Correlation Between GM and Synektik
Can any of the company-specific risk be diversified away by investing in both GM and Synektik at the same time? Although using a correlation coefficient on its own may not help to predict future stock returns, this module helps to understand the diversifiable risk of combining GM and Synektik into the same portfolio, which is an essential part of the fundamental portfolio management process.
By analyzing existing cross correlation between General Motors and Synektik SA, you can compare the effects of market volatilities on GM and Synektik and check how they will diversify away market risk if combined in the same portfolio for a given time horizon. You can also utilize pair trading strategies of matching a long position in GM with a short position of Synektik. Check out your portfolio center. Please also check ongoing floating volatility patterns of GM and Synektik.
Diversification Opportunities for GM and Synektik
Pay attention - limited upside
The 3 months correlation between GM and Synektik is -0.76. Overlapping area represents the amount of risk that can be diversified away by holding General Motors and Synektik SA in the same portfolio, assuming nothing else is changed. The correlation between historical prices or returns on Synektik SA and GM is a relative statistical measure of the degree to which these equity instruments tend to move together. The correlation coefficient measures the extent to which returns on General Motors are associated (or correlated) with Synektik. Values of the correlation coefficient range from -1 to +1, where. The correlation of zero (0) is possible when the price movement of Synektik SA has no effect on the direction of GM i.e., GM and Synektik go up and down completely randomly.
Pair Corralation between GM and Synektik
Allowing for the 90-day total investment horizon General Motors is expected to under-perform the Synektik. But the stock apears to be less risky and, when comparing its historical volatility, General Motors is 1.01 times less risky than Synektik. The stock trades about -0.01 of its potential returns per unit of risk. The Synektik SA is currently generating about 0.08 of returns per unit of risk over similar time horizon. If you would invest 21,700 in Synektik SA on December 1, 2024 and sell it today you would earn a total of 650.00 from holding Synektik SA or generate 3.0% return on investment over 90 days.

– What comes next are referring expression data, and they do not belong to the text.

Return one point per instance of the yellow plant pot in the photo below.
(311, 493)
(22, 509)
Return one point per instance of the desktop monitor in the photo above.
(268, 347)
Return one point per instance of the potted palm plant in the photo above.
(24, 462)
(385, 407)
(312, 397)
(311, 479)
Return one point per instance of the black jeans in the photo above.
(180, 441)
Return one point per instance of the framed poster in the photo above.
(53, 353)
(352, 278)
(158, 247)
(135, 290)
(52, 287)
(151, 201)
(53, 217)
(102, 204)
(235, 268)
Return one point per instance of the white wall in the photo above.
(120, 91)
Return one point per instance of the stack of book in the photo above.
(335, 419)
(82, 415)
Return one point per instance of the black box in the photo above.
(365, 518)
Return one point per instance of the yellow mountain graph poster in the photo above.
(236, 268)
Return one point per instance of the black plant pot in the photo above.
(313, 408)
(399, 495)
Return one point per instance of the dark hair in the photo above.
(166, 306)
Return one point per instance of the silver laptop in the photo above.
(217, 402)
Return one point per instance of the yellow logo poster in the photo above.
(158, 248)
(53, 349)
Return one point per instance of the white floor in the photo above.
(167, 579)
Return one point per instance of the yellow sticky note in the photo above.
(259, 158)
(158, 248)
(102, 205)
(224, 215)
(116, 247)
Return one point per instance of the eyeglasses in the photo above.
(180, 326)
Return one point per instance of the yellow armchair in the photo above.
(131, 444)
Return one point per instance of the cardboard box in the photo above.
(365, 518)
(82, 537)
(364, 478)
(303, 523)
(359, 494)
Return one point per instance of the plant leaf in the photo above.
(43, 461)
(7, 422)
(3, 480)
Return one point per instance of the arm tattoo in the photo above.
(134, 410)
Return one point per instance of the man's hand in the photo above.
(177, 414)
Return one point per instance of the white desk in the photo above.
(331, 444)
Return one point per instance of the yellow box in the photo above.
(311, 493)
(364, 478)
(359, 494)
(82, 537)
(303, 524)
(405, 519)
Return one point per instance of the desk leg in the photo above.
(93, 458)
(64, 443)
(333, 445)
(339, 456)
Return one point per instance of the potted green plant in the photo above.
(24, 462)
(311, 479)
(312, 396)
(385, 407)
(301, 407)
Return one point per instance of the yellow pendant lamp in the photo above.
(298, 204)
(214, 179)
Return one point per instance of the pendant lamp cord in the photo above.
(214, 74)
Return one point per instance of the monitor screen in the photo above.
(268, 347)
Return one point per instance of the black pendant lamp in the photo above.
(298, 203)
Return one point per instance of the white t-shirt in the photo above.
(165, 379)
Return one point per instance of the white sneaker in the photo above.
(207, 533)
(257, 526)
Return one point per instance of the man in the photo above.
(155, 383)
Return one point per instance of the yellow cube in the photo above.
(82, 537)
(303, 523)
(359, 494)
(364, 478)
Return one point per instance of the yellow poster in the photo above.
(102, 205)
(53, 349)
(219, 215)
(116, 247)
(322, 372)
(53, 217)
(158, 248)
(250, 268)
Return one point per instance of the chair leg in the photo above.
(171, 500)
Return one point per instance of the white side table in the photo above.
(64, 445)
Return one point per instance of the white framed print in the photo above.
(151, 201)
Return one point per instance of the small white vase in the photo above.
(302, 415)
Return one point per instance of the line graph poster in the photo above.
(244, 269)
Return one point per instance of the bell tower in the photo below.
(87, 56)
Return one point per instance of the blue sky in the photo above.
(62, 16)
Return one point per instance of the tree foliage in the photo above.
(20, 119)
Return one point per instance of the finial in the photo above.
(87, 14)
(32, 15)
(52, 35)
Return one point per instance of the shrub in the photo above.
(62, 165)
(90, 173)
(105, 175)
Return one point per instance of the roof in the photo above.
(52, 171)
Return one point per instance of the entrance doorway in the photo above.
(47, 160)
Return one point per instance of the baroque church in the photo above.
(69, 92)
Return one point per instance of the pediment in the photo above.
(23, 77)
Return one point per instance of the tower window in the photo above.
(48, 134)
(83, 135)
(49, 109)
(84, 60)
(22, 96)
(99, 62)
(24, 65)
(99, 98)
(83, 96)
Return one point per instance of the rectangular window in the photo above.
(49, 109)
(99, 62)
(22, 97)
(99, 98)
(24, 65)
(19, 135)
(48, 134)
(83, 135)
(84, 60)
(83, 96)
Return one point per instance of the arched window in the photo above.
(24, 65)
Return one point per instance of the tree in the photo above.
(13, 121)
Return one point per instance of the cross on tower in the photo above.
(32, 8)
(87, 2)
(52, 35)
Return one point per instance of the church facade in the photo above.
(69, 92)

Time Period | 3 Months [change] |
Direction | Moves Against |
Strength | Weak |
Accuracy | 91.3% |
Values | Daily Returns |
General Motors vs. Synektik SA
Performance |
Timeline |
General Motors |
Synektik SA |
GM and Synektik Volatility Contrast
Predicted Return Density |
Returns |
Pair Trading with GM and Synektik
The main advantage of trading using opposite GM and Synektik positions is that it hedges away some unsystematic risk. Because of two separate transactions, even if GM position performs unexpectedly, Synektik can make up some of the losses. Pair trading also minimizes risk from directional movements in the market. For example, if an entire industry or sector drops because of unexpected headlines, the short position in Synektik will offset losses from the drop in Synektik's long position.The idea behind General Motors and Synektik SA pairs trading is to make the combined position market-neutral, meaning the overall market's direction will not affect its win or loss (or potential downside or upside). This can be achieved by designing a pairs trade with two highly correlated stocks or equities that operate in a similar space or sector, making it possible to obtain profits through simple and relatively low-risk investment.Synektik vs. Banco Santander SA | Synektik vs. UniCredit SpA | Synektik vs. CEZ as | Synektik vs. Polski Koncern Naftowy |
Check out your portfolio center.Note that this page's information should be used as a complementary analysis to find the right mix of equity instruments to add to your existing portfolios or create a brand new portfolio. You can also try the Instant Ratings module to determine any equity ratings based on digital recommendations. Macroaxis instant equity ratings are based on combination of fundamental analysis and risk-adjusted market performance.